Things you might not know about preventing breast cancer

Considering all the advice women historically have been given about doing monthly self-exams for breast cancer, you might be surprised to learn they’ve not been found to lower the risk of dying from breast cancer.

“There’s not been any scientific evidence to show that self-exams improve survival,” said Dr. Christine Teal, director of the Comprehensive Breast Cancer Program at The George Washington University Cancer Center and chief of breast surgery at The George Washington University Hospital. “It’s not even in the screening guidelines anymore.”

Despite that, Teal still advises her patients to do self-exams.

“I want them to examine themselves monthly because nobody knows your body better than yourself,” Teal said. “I would prefer that a patient come in with a concern, and I can figure out if it’s a problem or not.”

What about mammograms?

Advice for when to begin mammograms can vary by decades depending on family history.

“Know your family history,” Teal said. “Start mammograms at the age of 40 if you do not have a family history of breast cancer.”

If there is a family history, Teal advised starting mammograms 10 years before the age your family member was diagnosed.

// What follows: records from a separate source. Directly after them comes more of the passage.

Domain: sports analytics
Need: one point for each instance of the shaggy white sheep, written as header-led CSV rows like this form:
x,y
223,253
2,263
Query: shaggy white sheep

And, if there are multiple cases, or ovarian cancer, consider meeting with a genetic counselor.

“We want you to meet with a genetic counselor to talk about testing for a possible gene,” Teal said. “For example, with the BRCA gene, we begin doing MRIs annually at the age of 25; and we add mammograms in between the MRIs starting at the age of 30.”

According to the Susan G. Komen organization, with treatment, people with early breast cancer — that’s when the disease is contained to the breast or has only spread to the lymph nodes in the underarm area — usually have a very good prognosis. However, survival depends on each person’s diagnosis and treatment.